• Direct Ridership Forecasting
• Transportation User Benefits - SUMMIT
• Simulation of Transit Corridor Operation
• Analogue Station of Transit Corridors Feasibility
• Simulation of Intermodal Centers

Direct Ridership Forecasting
Precise, quick-response alternative for forecasting transit patronage

The feasibility – and fundability -- of a new transit service hinges on ridership projections.  Rail ridership is traditionally forecast with region-wide travel demand models, which often represent a region’s transportation network and land use at an aggregate scale.  These models often are unresponsive to changes in station-level land use and transit service characteristics.  As transit trips often represent a relatively small percentage of the travel considered in regional models, model imprecision can produce erratic swings in location-specific ridership estimates and unreliable transit forecasts. Large, complex models also require substantial and continuing investments of time and money to develop, maintain and operate.

Direct Ridership Models represent a precise, quick-response alternative for forecasting transit patronage. They are directly and quantitatively responsive to land use and transit service characteristic within the immediate areas of prospective transit stations, and to comparative regional accessibility offered by transit and auto. Direct Ridership Models use multivariate regression based on empirical local data to determine the station characteristics that most influence rail transit patronage for light rail, commuter rail, and heavy rail.  They respond directly to factors such as parking, rail service levels and characteristics, feeder bus levels, as well as data on station-area households and employment to estimate ridership. 

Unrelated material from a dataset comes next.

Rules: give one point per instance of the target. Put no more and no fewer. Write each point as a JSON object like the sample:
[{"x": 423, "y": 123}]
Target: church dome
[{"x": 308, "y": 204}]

Transportation User Benefits - SUMMIT
SUMMIT quantifies travel benefits of transit investments

FTA's software program SUMMIT quantifies the benefits of potential transit investments. One common use of SUMMIT is to compare the benefits experienced by all travelers from a major transit investment as compared to a low-cost service improvement option. Thematic mapping of results can be used to evaluate how the transit investment might disproportionately benefit different segments of the community, such as neighborhoods with a high proportion of low-income or senior residents. Thematic mapping also pictorially reveals the "winners and losers," those whose travel choices expand if the major investment is constructed (green shades), versus those who would have better choices with the low-cost baseline option (red shades).

Simulation of Transit Corridor Operation
MAX, Bus Rapid Transit, Las Vegas

Fehr & Peers assisted the RTC of Southern Nevada with research of bus rapid transit (BRT) signal priority alternatives and provided corridor-specific recommendations for transit signal priority to be deployed on N. Las Vegas Boulevard for the Metropolitan Area Express (MAX), which is a BRT system using the CIVIS vehicle manufactured in France. To perform the traffic and transit operational analysis, Fehr & Peers used two primary traffic analysis and modeling tools, Synchro 5.0 (for optimizing traffic signal timing and coordination throughout the corridor) and VISSIM (for displaying a dynamic simulation of traffic, transit and pedestrian movement for the entire roadway network).

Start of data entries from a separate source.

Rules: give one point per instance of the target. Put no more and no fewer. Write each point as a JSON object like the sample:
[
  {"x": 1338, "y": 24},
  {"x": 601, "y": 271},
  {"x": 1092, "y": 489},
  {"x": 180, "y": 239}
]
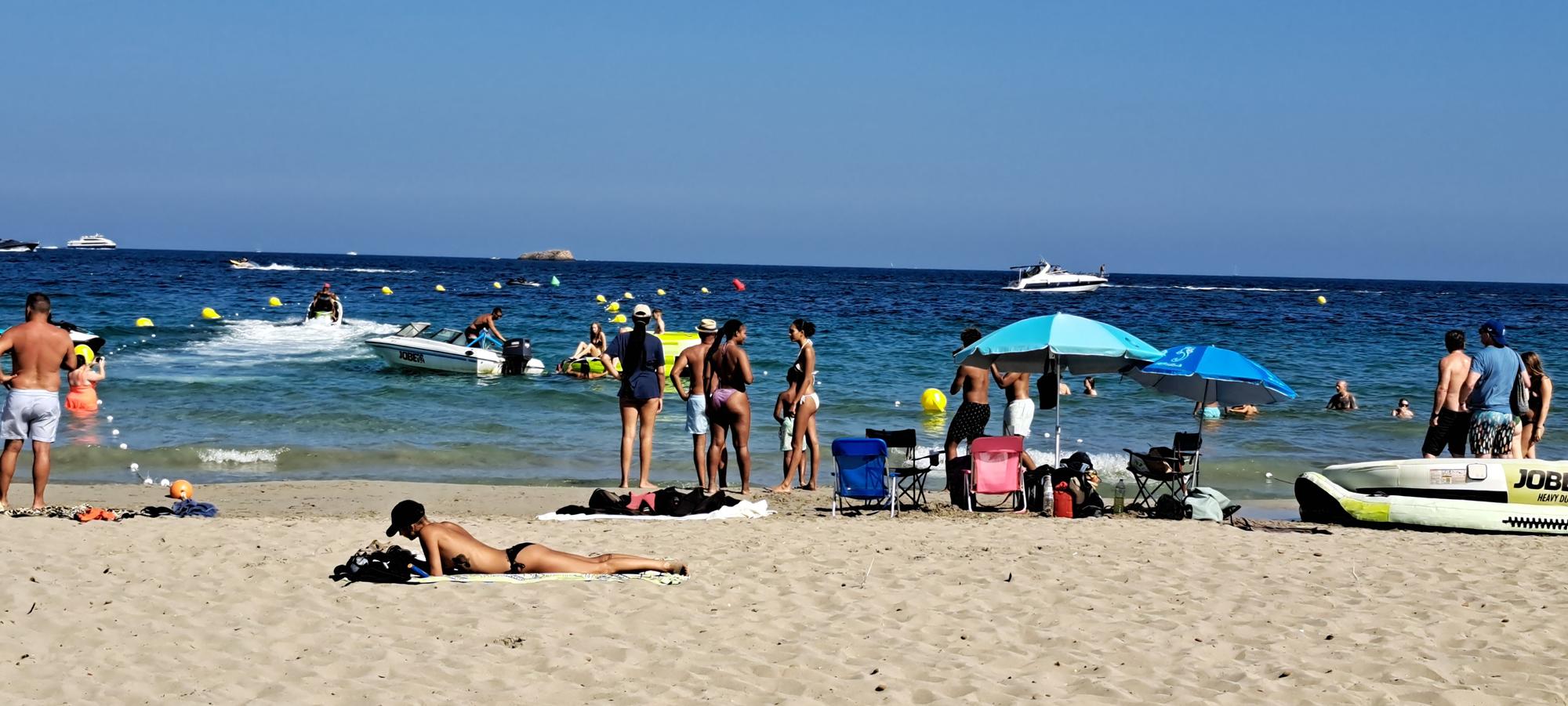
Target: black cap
[{"x": 404, "y": 515}]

Fehr & Peers’ modeling effort included developing a VISSIM model to accurately portray existing (baseline) conditions, calibrating and validating the existing model to within 5 percent of existing travel times, and developing VISSIM models to analyze the future project alternatives with and without transit signal priority. Based on the VISSIM simulations, major issues such as MAX vehicles passing CAT buses were identified and addressed. Without the use of simulation, these issues may not have been caught until the vehicles were deployed in the field, which would have severely hindered the implementation schedule.

Analogue Station Analysis Techniques
Assesses the suitability of potential corridors and station sites for different modes of transit, and predicts ridership at potential stations via comparison to existing stations

Station area population and employment, and station transit service levels have proven to be powerful predictors of station ridership, and indicators of areas suitable to different forms of transit. Fehr & Peers has developed databases on nearly 100 station sites in northern California and Utah. These databases include station ridership data as well as station area data on population and employment, transit service levels and other characteristics. For a proposed rail or BRT station site, analogue stations are identified on the basis of station area population and employment and transit service levels and other factors such as park-and-ride facilities. Stations with land use and transit access characteristics comparable to the proposed station site are examined quantitatively and qualitatively. One or more “lower ridership” and “higher ridership” analogue stations are then identified to bracket the ridership potential at the proposed station.

Simulation of Intermodal Centers

An efficient tool to analyze traffic conditions at Intermodal centers (including Transit Oriented Developments) is traffic micro-simulation software. By modeling the behavior of individual vehicles on the roadway system, these analysis tools can accurately represent traffic conditions at Intermodal centers. For example, a micro-simulation model can analyze operations of a rail transit station including buses, passenger pick-ups/drop-offs, and automobile parking. An example output from the micro-simulation model for the San Francisco Transbay Terminal is provided. These tools present results using 2-D and 3-D graphics which are ideal for public meetings and presentations to stakeholders and decision makers.